New Delhi: Wal-Mart Stores Inc., the world’s biggest retailer, said the opening of its first cash-and-carry store in the country may happen only early next year, some 24 months after the company said it was exploring a joint venture and more than a year after it inked an agreement with Bharti Enterprises for the venture.
The company had previously said it would open the stores in the second half of 2008.
Wal-Mart’s Vice Chairman Michael T. Duke seemed unfazed by delays and added that Wal-Mart may choose not to use its own brand for the stores because it often uses local names outside its US home market.
In other countries, “the business operates under 52 different names,” he said. “We think it’s best to look at the market and say what will appeal best to the consumer.”
The cash-and-carry format, where products are sold to other shopkeepers and not consumers directly, is the only retail format where 100% foreign ownership is allowed in the heavily restricted retail business in India, worth an estimated $300 billion (Rs12.06 trillion) a year in sales. Indian laws bar foreign retailers from selling multiple products to consumers under one roof preventing the likes of Wal-Mart and others from forming such normal retail ventures.
Wal-Mart vice-chairman Mike Duke. (Aaron Skinner / Bloomberg)
However, Wal-Mart chose to enter the cash-and-carry segment as well through a 50:50 joint venture with Bharti, whose promoters, the Mittals, make much of their money providing mobile phones services in India under the Airtel brand. Wal-Mart is also providing back-end support to Bharti’s separate retail stores.
Some overseas retailers such as Metro AG, already operate fully owned cash-and-carry stores in India but the real spurt in retailing has been in stores that sell to individuals.
Conglomerates such as Reliance Industries Ltd have opened stores that sell everything from groceries to glue under one roof to tap into India’s burgeoning middle class that is new to this style of shopping.
For decades, Indians have been shopping at the local stores, or so-called kirana stores, which are often cramped spaces where goods are stacked in places thatonly the shopkeeper’s assistant can reach. Purchases are often home delivered and credit is freely given.
However, promises of cheaper purchases and well stocked browse-and-buy aisles in air-conditioned spaces have attracted some shoppers and dented the business of small-store owners and street vendors who have protested and, occasionally, trashed stores of organized retailers to put a stop to any aggressive expansion.
The protests last year forced the United Progressive Alliance government to commission a study to an independent think tank to map the fallout of organized retail on small stores and vendors. The Icrier study is yet to be made public though it’s well past its orginal deadline for submission to the government.
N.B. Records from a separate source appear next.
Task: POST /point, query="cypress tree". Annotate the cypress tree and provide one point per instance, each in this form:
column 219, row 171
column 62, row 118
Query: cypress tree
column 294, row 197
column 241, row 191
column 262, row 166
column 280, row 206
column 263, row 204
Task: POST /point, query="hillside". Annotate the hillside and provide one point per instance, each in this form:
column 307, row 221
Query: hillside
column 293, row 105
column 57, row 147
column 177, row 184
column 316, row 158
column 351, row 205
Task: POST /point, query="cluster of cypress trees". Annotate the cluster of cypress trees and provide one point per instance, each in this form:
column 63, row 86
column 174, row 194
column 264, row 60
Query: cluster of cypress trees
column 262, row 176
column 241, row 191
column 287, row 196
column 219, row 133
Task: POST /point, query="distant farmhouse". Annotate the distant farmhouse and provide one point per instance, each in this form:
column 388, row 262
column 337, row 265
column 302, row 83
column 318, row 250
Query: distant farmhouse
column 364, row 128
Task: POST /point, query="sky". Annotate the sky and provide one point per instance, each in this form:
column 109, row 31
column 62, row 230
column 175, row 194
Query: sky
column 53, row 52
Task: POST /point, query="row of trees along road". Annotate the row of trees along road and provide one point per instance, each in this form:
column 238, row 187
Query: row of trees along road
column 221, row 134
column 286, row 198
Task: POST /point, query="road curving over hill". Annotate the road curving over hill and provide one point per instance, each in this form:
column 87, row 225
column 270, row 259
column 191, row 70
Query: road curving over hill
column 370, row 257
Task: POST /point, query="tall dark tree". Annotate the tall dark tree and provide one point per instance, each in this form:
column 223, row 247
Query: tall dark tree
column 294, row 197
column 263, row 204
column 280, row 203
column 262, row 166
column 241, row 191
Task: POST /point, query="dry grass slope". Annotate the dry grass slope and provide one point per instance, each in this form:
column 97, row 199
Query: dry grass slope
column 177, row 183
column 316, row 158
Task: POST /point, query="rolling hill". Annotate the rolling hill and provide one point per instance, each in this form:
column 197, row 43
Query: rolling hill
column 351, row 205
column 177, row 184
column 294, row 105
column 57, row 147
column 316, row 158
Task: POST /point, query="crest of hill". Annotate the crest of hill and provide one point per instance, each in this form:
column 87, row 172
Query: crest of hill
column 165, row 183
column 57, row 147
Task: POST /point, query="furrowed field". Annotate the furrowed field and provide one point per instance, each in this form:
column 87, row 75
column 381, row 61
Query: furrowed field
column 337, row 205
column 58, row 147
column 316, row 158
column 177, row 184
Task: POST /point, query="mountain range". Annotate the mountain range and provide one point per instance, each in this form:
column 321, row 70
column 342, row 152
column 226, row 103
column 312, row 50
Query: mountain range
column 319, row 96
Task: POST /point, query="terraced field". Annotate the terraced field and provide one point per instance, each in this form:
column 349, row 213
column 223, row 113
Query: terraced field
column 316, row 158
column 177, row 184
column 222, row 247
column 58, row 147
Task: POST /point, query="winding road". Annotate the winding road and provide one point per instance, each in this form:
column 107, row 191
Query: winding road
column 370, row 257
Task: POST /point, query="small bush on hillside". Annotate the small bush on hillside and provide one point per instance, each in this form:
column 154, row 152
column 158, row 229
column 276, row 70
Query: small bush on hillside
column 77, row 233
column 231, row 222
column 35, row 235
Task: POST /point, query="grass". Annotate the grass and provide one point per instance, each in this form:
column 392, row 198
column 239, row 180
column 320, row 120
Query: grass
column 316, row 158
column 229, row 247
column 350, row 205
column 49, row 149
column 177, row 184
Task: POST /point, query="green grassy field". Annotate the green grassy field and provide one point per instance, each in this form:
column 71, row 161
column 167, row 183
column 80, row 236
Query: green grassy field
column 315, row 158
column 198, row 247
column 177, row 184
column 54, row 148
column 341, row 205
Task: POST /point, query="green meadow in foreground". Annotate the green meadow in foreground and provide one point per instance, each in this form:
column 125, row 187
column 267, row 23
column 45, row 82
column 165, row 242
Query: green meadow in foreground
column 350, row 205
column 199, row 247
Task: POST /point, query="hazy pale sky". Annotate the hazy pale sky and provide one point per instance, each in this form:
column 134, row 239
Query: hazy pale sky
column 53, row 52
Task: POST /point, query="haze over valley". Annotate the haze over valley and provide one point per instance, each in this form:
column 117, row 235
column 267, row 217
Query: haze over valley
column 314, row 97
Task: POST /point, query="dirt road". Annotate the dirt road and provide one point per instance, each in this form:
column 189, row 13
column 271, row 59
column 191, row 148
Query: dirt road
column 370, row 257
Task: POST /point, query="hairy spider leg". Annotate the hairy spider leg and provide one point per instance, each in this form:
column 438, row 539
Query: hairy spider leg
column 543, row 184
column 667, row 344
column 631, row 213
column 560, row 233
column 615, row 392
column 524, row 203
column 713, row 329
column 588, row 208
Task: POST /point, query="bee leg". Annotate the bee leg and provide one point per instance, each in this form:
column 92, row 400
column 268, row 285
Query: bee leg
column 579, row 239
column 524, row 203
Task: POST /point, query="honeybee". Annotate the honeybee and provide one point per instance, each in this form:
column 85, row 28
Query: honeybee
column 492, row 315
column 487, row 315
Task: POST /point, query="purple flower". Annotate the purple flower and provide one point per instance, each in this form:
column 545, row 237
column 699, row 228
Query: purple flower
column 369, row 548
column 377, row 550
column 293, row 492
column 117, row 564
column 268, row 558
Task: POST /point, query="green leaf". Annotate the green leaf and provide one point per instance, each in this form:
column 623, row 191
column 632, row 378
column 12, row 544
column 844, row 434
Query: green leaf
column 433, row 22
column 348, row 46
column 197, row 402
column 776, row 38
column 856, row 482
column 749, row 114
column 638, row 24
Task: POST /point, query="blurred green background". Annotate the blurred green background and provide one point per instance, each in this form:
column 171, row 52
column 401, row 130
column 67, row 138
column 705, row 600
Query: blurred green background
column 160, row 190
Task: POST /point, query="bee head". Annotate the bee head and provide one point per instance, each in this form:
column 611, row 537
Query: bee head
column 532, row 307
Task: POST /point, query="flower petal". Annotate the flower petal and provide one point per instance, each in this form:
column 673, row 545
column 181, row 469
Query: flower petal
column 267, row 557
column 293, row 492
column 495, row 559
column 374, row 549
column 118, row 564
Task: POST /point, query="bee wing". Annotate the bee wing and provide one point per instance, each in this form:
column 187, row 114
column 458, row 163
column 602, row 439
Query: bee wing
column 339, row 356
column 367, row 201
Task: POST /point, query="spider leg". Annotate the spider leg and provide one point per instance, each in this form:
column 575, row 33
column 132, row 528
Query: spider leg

In December, Mint carried the findings of this study that showed that small retailers in areas where organized retailers had opened stores had seen a fall in revenues and profits.
Some states such as Uttar Pradesh, India’s most populous, and Kerala, have barred organized retailers from opening stores. And small-store owners have taken to nationwide day-long protests at regular intervals.
Still, Wal-Mart and Bharti executives glossed over concerns the protests and the lack of a binding retail policy may be slowing their roll-out pace or damping their plans.
“My belief is we will see a change happening, because states are vying for investment, employment,” said Rajan Mittal, managing director of Bharti Enterprises. “We always start with rough times in our country.”
Wal-Mart is likely to open about four stores in 2009. Bharti, on the other hand, will open its first store that will sell to individual buyers by August in a northern state that hasn’t been officially named. Mittal added that Bharti would unveil its plans in April.
On Wednesday, Wal-Mart also announced it would be increasing the work it outsources to Indian IT services firms.